Lloyd F. WILKES, Plaintiff,
v.
UNITED STATES POSTAL SERVICE, Defendant.
No. 81 C 782.
United States District Court, N. D. Illinois, E. D.
October 5, 1982.Murray B. Woolley, Chicago, Ill., for plaintiff.
Dan K. Webb, U. S. Atty., Edward J. Moran, Asst. U. S. Atty., Chicago, Ill., for defendant.
MEMORANDUM OPINION AND ORDER
SHADUR, District Judge.
Lloyd Wilkes ("Wilkes") has sued United States Postal Service ("USPS") under the section of the Age Discrimination in Employment Act applicable to the Federal Government, 29 U.S.C. § 633a.[1] USPS has filed a motion stated as aimed at the entire relief portion of Wilkes' Second Amended Complaint, but in fact addressed only to Paragraphs b, d and e of the prayer for relief. As so limited USPS' motion is granted for the reasons stated in this memorandum opinion and order.
Paragraph d asks for damages for mental distress allegedly incurred by Wilkes because of his discharge. In Pfeiffer v.

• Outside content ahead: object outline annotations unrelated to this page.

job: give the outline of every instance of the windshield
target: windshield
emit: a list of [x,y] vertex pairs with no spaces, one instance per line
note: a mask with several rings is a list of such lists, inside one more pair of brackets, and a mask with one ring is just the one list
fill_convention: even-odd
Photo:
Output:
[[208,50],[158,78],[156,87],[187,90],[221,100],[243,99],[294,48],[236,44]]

Essex Wire Corp., 682 F.2d 684 (7th Cir. 1982), our Court of Appeals recently decided such damages are not recoverable under ADEA. Pfeiffer of course controls, and Paragraph d is therefore stricken.
As for Paragraphs b and e, they seek a finding of USPS' willful violation of ADEA in discharging Wilkes, with a corollary award of liquidated damages. What Wilkes has failed to take into account is that the Federal Government stands in a different position from other employers under ADEA:
1. Liquidated damages are a creature of statute, awardable under § 626(b). But the statutory structure that extends ADEA to the Government as employer (§ 633a(f)) specifically makes the other statutory provisionsincluding § 626(b)inapplicable.[2]
2. That reading is consistent with and called for by Lehman v. Nakshian, 453 *643 U.S. 156 [101 S.Ct. 2698, 69 L.Ed.2d 548] (1981), both in terms of statutory construction and as a matter of sovereign immunity.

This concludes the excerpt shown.